Cilento, il covid cancella la tradizione: niente fòcare
| di Luigi Martinodi Luigi Martino
Divieto di assembramento e di conseguenza divieto di manifestazioni ed eventi pubblici. Probabilmente è dalla lontana prima metà degli anni ’40, periodo della seconda guerra, che non accadeva. Le piazze del Cilento potrebbero restare orfane delle antiche fòcare. La tradizione assume nomi diversi a secondo dei borghi e dei dialetti. Il significato originario resta pressoché invariato. Si tratta di un rito pagano. In passato s’accendevano grossi fuochi in piazza per propiziare l’abbondanza del raccolto.
La tradizione nel tempo è mutata. Almeno nel Cilento. Qui, infatti, le focare prendono vita la sera della Vigilia di Natale e restano accese fino al giorno successivo, il giorno della nascità di Gesù. E’ una fiamma di speranza, di passione. Arde e riscalda. Attorno si riuniscono le famiglie del paese, con la benedizione del sacerdote.

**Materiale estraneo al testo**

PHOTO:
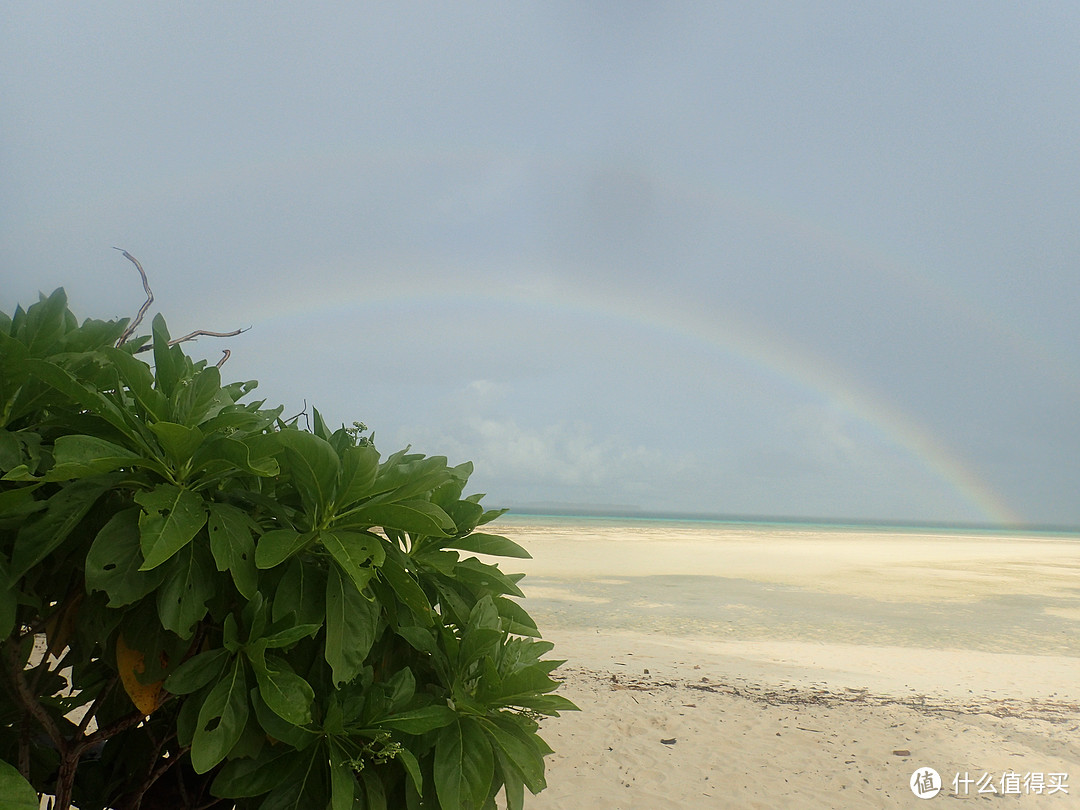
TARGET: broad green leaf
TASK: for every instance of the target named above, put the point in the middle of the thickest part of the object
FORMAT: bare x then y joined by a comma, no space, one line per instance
486,578
80,457
374,792
178,442
351,624
232,545
419,720
221,719
172,517
285,692
277,727
11,450
513,786
306,787
64,512
113,564
167,361
288,636
516,744
301,592
463,765
413,768
406,588
82,394
352,551
43,325
139,381
233,454
314,467
199,397
517,621
401,688
242,778
189,584
342,779
417,517
491,544
274,548
17,794
359,468
197,672
9,601
408,475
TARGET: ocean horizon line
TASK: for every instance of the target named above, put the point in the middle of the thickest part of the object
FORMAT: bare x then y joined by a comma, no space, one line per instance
786,521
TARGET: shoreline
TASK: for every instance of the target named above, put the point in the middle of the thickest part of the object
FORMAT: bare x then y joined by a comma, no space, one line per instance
805,669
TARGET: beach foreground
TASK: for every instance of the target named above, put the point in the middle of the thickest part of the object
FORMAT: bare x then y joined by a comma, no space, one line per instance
790,684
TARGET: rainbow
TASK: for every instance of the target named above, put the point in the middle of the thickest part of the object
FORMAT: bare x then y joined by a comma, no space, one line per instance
743,342
754,350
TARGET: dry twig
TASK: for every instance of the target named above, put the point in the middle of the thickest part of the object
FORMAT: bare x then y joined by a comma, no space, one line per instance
149,298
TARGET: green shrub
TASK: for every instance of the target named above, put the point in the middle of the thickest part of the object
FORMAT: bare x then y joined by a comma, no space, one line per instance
201,601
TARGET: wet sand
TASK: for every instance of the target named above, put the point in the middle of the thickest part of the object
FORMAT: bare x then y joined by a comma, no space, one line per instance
781,666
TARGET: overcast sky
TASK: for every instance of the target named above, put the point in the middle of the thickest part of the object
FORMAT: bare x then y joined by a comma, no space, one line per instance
793,259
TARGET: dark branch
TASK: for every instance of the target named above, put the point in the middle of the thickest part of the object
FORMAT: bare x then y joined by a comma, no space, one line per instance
196,334
149,298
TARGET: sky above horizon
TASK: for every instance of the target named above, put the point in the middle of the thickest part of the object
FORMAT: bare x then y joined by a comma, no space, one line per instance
788,259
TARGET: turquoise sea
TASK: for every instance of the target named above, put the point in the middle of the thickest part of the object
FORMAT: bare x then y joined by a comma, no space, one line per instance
988,589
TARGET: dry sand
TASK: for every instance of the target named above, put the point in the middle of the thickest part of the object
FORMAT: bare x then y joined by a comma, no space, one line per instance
765,667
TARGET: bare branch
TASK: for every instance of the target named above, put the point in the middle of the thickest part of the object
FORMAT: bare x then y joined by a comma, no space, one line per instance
149,298
28,701
196,334
205,333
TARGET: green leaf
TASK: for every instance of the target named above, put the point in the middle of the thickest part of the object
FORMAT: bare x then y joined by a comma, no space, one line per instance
172,517
351,624
242,778
200,397
9,601
65,511
417,517
17,794
305,788
486,579
406,588
80,457
232,545
359,468
301,592
314,467
178,442
285,692
463,766
274,548
197,672
113,564
234,454
288,636
413,769
516,744
189,584
352,550
221,719
342,779
139,380
167,361
491,544
419,720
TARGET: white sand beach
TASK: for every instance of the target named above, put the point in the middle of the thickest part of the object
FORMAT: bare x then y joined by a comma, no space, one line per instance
750,666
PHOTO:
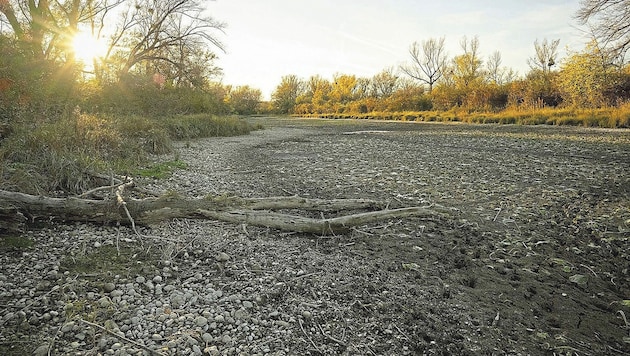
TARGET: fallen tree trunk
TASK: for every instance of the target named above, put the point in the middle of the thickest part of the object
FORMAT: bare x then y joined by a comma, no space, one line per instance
21,208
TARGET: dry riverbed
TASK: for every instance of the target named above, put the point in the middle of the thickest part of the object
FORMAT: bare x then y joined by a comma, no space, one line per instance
533,256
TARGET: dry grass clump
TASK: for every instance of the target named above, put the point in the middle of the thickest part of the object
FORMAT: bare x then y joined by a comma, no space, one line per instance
62,156
616,117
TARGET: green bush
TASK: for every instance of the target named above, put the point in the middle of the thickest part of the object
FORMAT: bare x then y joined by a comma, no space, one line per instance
63,155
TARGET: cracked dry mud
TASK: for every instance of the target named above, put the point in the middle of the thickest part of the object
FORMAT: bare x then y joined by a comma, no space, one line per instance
533,259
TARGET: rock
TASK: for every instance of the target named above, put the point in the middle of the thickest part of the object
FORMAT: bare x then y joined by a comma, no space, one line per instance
41,350
222,257
67,327
212,350
207,338
201,321
109,287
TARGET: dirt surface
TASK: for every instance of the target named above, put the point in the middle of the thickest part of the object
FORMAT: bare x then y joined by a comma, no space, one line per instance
534,260
533,257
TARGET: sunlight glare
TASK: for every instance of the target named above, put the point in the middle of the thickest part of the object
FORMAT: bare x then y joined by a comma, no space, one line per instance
87,48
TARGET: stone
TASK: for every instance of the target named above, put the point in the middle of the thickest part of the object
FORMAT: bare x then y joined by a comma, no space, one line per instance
222,257
201,321
109,287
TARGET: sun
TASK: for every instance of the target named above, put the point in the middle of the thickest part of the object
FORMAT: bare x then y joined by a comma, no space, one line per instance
87,48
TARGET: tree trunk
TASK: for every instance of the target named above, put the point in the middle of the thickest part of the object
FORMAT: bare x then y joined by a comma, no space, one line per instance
19,208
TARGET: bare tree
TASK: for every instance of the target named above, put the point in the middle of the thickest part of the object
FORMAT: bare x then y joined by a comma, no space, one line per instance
495,71
164,31
384,84
546,55
427,63
467,68
609,22
44,27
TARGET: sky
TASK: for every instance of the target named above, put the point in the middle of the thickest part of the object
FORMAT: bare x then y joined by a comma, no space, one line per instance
265,40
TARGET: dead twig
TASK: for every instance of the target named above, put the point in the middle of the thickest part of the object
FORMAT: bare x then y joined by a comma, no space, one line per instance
308,337
331,338
121,337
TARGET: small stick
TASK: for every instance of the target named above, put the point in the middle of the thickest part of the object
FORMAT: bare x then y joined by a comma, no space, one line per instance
122,338
329,337
589,268
498,212
308,337
400,331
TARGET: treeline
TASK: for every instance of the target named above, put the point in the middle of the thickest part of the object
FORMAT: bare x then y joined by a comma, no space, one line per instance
467,87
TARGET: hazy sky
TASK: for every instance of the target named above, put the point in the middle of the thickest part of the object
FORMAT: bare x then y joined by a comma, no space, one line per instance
267,39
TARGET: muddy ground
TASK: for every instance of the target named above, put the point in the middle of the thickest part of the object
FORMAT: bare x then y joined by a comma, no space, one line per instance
532,258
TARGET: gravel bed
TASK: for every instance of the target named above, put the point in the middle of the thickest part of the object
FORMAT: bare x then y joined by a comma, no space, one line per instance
531,210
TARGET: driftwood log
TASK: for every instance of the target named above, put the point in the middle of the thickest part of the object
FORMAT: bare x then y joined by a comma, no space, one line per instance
17,209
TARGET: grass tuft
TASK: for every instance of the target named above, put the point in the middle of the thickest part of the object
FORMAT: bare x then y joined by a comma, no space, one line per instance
60,157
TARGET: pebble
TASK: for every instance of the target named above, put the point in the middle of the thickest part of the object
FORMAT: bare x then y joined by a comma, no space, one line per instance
201,321
222,257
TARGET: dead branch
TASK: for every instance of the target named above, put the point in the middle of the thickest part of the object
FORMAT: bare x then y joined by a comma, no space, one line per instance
253,211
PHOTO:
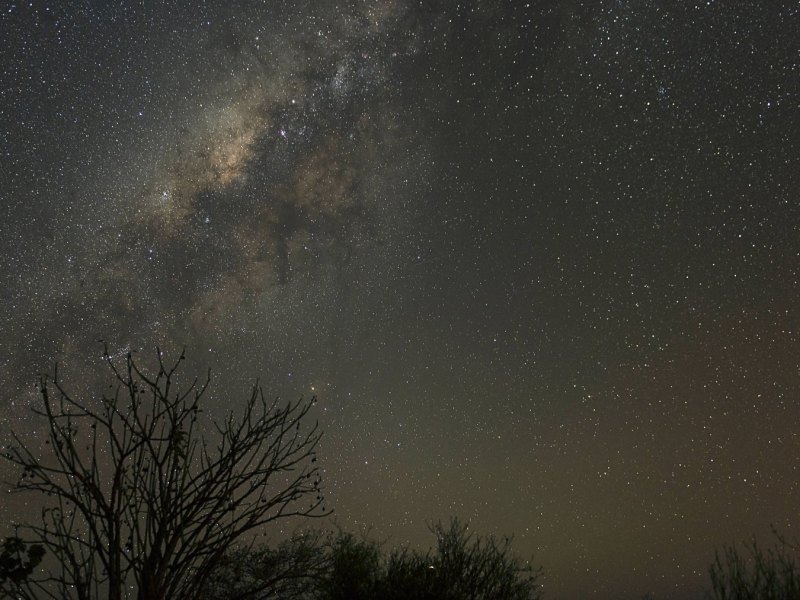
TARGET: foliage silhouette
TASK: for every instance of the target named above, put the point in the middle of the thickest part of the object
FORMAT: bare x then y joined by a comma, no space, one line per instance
144,506
462,567
756,574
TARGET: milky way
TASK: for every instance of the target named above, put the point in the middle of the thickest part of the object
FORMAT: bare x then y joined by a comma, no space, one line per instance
539,261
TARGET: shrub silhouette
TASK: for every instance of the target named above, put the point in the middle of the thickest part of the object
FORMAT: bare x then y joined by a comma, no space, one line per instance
756,574
462,566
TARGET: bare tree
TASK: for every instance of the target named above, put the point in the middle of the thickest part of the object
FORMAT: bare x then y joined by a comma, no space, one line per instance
144,507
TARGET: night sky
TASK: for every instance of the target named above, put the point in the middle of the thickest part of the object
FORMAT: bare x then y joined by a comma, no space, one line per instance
539,261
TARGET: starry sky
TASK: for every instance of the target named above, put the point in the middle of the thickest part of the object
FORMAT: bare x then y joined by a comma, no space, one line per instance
539,261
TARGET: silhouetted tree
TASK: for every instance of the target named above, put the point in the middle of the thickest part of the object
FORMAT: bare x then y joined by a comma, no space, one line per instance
17,562
756,574
462,567
144,506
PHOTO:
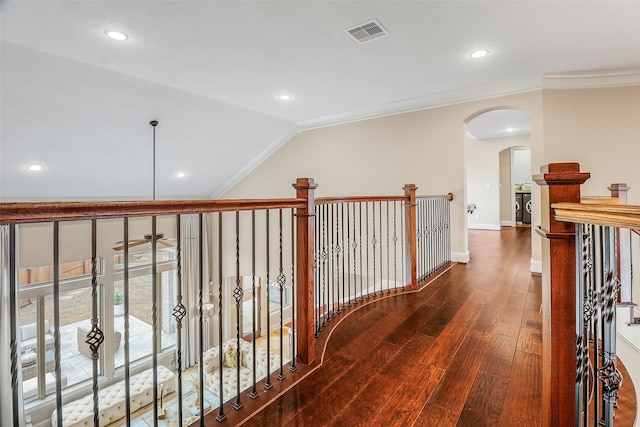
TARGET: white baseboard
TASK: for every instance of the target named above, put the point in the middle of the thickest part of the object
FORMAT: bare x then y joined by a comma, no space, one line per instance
535,266
495,227
629,354
462,257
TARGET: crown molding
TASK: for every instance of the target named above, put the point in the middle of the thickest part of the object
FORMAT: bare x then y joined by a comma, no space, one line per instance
592,79
479,93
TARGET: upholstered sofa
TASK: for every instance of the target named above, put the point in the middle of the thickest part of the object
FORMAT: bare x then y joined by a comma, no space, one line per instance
29,334
112,406
211,360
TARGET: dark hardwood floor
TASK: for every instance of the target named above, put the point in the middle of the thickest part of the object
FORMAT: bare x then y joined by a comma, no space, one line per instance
464,351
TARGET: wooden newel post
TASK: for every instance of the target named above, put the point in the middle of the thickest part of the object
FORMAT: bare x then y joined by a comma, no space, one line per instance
560,182
305,233
410,233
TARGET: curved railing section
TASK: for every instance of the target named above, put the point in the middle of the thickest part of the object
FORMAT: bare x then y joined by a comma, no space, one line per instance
587,251
221,298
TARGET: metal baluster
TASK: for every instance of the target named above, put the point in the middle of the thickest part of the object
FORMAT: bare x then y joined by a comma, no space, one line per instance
179,311
419,231
282,280
293,366
373,242
595,324
95,336
237,294
354,246
56,318
127,368
582,316
254,392
341,249
154,315
336,249
267,384
332,277
318,269
221,415
13,294
348,252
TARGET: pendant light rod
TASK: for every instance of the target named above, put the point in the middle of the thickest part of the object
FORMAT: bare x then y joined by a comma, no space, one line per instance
154,123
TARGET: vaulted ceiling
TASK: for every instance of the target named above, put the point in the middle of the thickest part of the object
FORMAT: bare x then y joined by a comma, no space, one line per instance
211,72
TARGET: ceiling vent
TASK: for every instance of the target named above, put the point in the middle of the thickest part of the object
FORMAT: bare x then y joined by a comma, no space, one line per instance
366,32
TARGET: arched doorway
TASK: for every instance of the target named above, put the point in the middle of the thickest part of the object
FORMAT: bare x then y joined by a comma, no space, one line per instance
498,168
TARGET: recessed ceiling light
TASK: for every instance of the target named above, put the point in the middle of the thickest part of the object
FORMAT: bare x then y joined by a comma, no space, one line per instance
479,53
116,35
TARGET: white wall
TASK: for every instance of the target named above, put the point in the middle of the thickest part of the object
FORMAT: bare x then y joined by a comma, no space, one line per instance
483,178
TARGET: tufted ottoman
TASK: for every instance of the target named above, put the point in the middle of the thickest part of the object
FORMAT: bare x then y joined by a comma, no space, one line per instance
211,361
112,400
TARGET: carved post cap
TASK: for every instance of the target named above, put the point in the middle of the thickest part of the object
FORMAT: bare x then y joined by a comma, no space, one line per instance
408,188
561,174
304,184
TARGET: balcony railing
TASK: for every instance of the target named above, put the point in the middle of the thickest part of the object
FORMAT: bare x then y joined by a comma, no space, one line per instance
254,283
584,255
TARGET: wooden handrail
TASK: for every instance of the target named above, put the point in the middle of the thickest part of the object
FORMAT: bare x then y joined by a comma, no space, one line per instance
349,199
622,216
66,211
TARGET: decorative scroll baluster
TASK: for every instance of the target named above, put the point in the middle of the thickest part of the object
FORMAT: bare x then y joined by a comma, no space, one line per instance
282,280
373,243
237,295
608,374
13,291
95,337
597,290
342,246
179,311
254,313
293,366
221,415
324,307
337,264
360,250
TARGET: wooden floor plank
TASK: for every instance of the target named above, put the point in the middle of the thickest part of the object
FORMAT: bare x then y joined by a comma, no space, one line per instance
466,351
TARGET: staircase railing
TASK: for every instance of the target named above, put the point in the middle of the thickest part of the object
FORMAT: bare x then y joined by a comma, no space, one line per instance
276,268
581,254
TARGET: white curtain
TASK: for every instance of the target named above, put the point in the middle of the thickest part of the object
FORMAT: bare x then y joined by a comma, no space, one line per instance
6,398
190,251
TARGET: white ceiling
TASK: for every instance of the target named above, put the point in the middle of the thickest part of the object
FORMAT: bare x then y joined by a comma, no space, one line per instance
211,71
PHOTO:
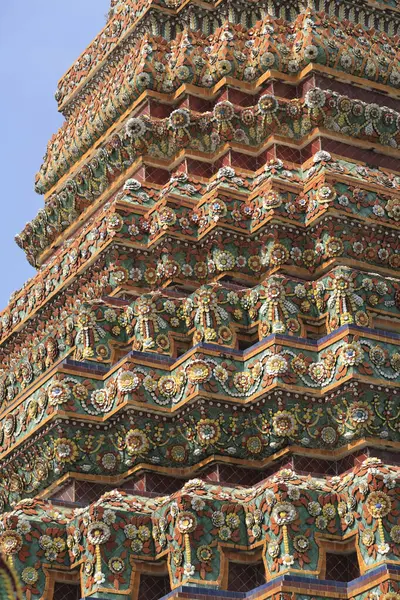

Quest’anno, però, le norme anti-covid, non consentono di creare assembramenti. La messa di Natale sarà con molta probabilità anticipata alle 20 e nemmeno le cerimonie per l’inaugurazione delle luminarie di Natale sono permesse. Niente fòcare, dunque, o focarazzi. Cambia poco. I paesi del Cilento riusciranno a rinunciare a questa antica tradizione? Ci sarebbe comunque la possibilità di accendere un fuoco, magari più piccoli, senza nessuno intorno. Potrebbe essere lasciato come simbolo. Chissà se quest’anno le pagine di questo quotidiano resteranno orfane delle splendide immagini che ogni anno ci giungono da ogni angolo del Cilento e del Vallo di Diano. La certezza di non vivere un Natale ‘normale’, è ormai più che scontata. Ma a staccarci da tradizioni così forti, quanto siamo pronti?